I also changed my profile pic for my social media accounts, so there’s no turning back. Many likes as a response. I was grateful. But this new hijab look was probably not the best first way to wear hijab, since it wasn’t practical. Some closest people recommended me to wear classic bergo (instant hijab) first, but I think the style was unsuitable for working days (or my style standard that moment).
Of course, the first days was not easy. The temptation to remove it again was there. And there’s the heat. But I couldn’t turn it back, since I have shown myself wearing it. My sister said that it’s normal to have that temptation as also a test if you really want to wear it. Luckily, I worked in an high air-conditioned working space so I only felt heat on way home or to work, or lunch hours.
There was adjustments in terms of dressing yourself. You usually only think about one or two piece of clothing, now it’s three at once. In the early days, I also didn’t have much hijab collection to match my clothing (which also lack long sleeves ones). It was a challenge, but I passed it. Many hijab tutorial also can be complicated to wear in such busy day. In the end, I usually pick the simple ones or fix it later in the work toilet. It was funny if people see me come with different style after I came out from the toilet, Lol.

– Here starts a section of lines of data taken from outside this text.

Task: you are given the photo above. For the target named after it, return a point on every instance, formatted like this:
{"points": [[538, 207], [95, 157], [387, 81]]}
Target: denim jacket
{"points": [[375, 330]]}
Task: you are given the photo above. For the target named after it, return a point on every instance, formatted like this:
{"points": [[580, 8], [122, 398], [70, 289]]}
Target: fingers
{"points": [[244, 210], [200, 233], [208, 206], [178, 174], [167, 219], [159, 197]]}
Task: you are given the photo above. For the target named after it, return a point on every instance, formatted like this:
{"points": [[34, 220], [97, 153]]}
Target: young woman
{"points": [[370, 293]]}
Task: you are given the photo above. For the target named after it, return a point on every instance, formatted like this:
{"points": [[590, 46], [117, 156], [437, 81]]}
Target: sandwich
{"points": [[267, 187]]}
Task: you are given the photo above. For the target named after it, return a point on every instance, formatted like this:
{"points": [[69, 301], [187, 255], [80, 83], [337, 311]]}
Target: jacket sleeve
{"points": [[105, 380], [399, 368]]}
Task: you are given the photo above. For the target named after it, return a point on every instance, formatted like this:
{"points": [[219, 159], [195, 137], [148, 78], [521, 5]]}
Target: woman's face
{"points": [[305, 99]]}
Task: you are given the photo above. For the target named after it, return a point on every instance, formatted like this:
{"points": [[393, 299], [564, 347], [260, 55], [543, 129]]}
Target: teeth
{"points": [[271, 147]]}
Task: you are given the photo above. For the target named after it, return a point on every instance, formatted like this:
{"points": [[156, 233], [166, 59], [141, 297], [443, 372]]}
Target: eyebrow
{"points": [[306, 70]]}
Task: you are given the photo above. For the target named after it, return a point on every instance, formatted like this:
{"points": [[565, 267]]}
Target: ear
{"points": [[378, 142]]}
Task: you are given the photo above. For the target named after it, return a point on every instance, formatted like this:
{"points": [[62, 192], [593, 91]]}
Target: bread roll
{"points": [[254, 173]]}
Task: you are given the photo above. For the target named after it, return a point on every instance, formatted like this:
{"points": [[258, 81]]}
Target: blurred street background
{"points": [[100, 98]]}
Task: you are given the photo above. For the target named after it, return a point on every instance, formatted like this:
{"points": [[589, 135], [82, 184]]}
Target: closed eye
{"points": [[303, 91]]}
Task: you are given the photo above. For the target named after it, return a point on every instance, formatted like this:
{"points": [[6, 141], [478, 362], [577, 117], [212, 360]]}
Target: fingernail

What impressed me was guys actually have attention towards how women wear hijab. My male friends gave me some good advice. Some advised me not to wear hijab with leggings or too many shocking colors at once. I learned that hijab comes with ‘a package’ that your whole body must ‘covered’ in a way not to attract male attention. Hijab best comes with modesty and decency. It did not cover your beauty, but in fact makes you look more graceful and womanly.
I feel much more calmer after wearing hijab. Back in my teens where I decided not to wear hijab after graduating junior high school, I got whistles and some harassment (I hate to remember) from guys in the street. Now, I don’t worry anymore and I don’t have to make ‘cool face’ to make guys stay away from me. Men certainly have more respect for me, automatically. More importantly, my husband loves me more for wearing one.
I have friends who recently wear hijab share their stories with me, which is a cool bonding way for making good friends. Some wanted to know my hijab tutorial. It was nice.
Now I think my hijab style is getting simpler. I work from home and only go out when I need to. I think I am interested to wear longer hijab, but it’s still on progress.
I don’t think I can push any moslem woman to wear hijab, though it is the obligation. I think it won’t work ideally without your real intention. If you do have some urge to wear reading this post, wear it and worry about other things later. You deserve peace, and more importantly you value yourself for wearing it. If you feel by wearing one will make you further for getting the man to approach you, you are very wrong since by wearing hijab you actually attract the good man to approach you.
Hijab or veil actually is not for moslem only. I read that Christian and other religion also have some women wearing it. Perhaps the purpose is almost the same, to cover more.
Hopefully this post can help any woman who is thinking to wear hijab, or any positive influence.